Settings
In the Settings window, you can configure search preferences that apply to all search methods, including the Advanced Search method.
This window allows you to define global search parameters and select the following options:
-
The "Random search using only basic function forms" checkbox — enables the use of basic functions from the selected function set, such as integer powers, square and cubic roots, basic trigonometric functions, and logarithmic functions, if they are available in the chosen search configuration.
This option allows for quick identification of the most suitable regression model during the initial phase of exploration.
It can also be used to reveal physical relationships directly from the data.
In later stages, the model can be refined by expanding the search to include the full range of functions.
This option is available for both the Random Search method and as the initial step in the Advanced Search method.
When using a custom collection of user-defined functions, the user can freely decide which functions are treated as the simplest ones by inserting a line containing the symbol
#in the function list. All functions listed above this line will be interpreted as simplest functions and used exclusively during this mode of random search. Detailed instructions can be found here. - The "Select only statistically significant models (F and t)" checkbox enables the program to select only those models that are statistically significant as a whole, based on the F-statistic (ANOVA F-test), and in which all individual predictors are statistically significant according to the t-statistic (Student’s t-test).
- The "Multicollinearity detection" checkbox — enables detection of multicollinearity in the model by calculating the Variance Inflation Factor (VIF)1 (details available here). Enabling this option causes the program to compute the VIF value for each predictor. Please note that activating this feature may slow down the search algorithm.
- The "Select models with VIF not exceeding:" option — restricts the search to models where the VIF of each predictor does not exceed the specified value. The default VIF limit is 5, but you can increase or decrease it. Activating this option ensures that only models with acceptable levels of multicollinearity are considered.
- The "Select models with RMSE (test/data) below:" option — limits search results to models where the ratio of the Root Mean Square Error (RMSE) on the test set to the RMSE on the entire dataset does not exceed the specified threshold. The recommended value is 1.05, which ensures that only models with a test-set RMSE no more than 5% higher than the dataset RMSE are displayed. Using this constraint promotes the selection of regression models that generalize well and are not overfitted to the data. This helps ensure the robustness and reliability of the resulting models. For more information about overfitting, click here.
- The "Select models passing Bland–Altman test" option — restricts the search to models whose residual distributions pass the Bland–Altman test. Enabling this option may significantly reduce the number of models found, but it improves the reliability of the selected ones.
- The "Select models with "a" greater than:" option — limits the search to models where the regression coefficient a is not smaller than the specified value. The default minimum is 1E-5. Setting this limit prevents coefficients from approaching numerical zero (e.g., 1E-7 or smaller), which could make the model unstable. A very low limit may lead to selecting models with excessively high exponents (e.g., x⁴, x⁶), while a too-high limit may overly restrict the number of valid models.

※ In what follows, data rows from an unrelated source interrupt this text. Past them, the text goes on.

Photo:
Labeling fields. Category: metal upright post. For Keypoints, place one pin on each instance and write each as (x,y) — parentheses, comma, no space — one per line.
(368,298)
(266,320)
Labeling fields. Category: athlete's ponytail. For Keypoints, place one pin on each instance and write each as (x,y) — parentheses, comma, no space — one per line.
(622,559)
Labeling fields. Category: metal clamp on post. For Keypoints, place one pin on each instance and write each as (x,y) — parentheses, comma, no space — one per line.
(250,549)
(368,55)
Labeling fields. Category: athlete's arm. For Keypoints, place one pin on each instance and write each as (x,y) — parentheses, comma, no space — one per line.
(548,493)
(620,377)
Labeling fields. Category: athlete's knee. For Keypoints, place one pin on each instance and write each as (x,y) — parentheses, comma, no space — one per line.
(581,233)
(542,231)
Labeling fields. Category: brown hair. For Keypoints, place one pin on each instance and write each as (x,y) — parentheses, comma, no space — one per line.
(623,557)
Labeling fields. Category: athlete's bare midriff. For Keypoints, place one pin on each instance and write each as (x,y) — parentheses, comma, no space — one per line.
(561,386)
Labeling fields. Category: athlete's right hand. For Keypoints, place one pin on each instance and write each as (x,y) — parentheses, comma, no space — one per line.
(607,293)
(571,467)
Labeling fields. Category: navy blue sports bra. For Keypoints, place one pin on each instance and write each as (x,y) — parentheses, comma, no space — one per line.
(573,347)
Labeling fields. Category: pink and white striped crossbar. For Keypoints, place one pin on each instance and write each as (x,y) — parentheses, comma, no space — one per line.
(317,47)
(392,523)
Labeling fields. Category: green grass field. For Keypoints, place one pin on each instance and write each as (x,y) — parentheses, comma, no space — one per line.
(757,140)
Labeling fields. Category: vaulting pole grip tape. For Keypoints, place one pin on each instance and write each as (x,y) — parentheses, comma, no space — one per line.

- The "Select models with "a" less than:" option — limits the search to models where the regression coefficient a does not exceed the specified value. Setting this constraint helps maintain numerical stability and prevents the inclusion of models dominated by excessively large coefficients. However, if the limit is set too low, it may reduce the number of models found.
- The Significance level (alpha): setting — specifies the statistical significance level used for parameter testing.
- The "Save logs to CSV file during the search" checkbox — enables saving search logs in a CSV file. The log file is created in the same folder as the loaded data file.
- The "Save results to .ndc file during search" checkbox — allows the program to automatically save results during the search process. Each time a new model is found, the project file is overwritten. This feature works only if a project file with the .ndc extension has already been created.
- The "Select the number of CPU threads:" setting — specifies how many CPU threads are used during the search. It is recommended to set this value equal to the number of physical cores in your processor for optimal performance. Avoid using too many threads, as it may overload the system and reduce efficiency. The optimal number depends on your processor type, available RAM, and the dataset size. As a general rule, the maximum number of threads can be set to approximately twice the number of physical cores.
Please note that selecting the options "Select only statistically significant models (F and t)" or "Select models passing Bland–Altman test" makes the search criteria much more restrictive. As a result, the program may find only a small number of valid models, or sometimes no models at all. This is expected behavior and simply means that very strict quality requirements have been applied to the search.
The Advanced Search method is a more complex version of the Random Search method in the first phase and the Randomly Iterated Search method in the second phase. In the "Advanced Search Preferences" box, you can configure this type of search and select:
- the time to complete the first phase search (i.e., random searching),
- the search algorithm in the second phase (i.e., randomly iterated searching):
- fast - performs only one iteration for the best model discovered in the first search phase;
- medium (recommended) - performs only one iteration for the top three models discovered in the first search phase;
- detailed - performs multiple iterations for the top three models discovered in the first search phase.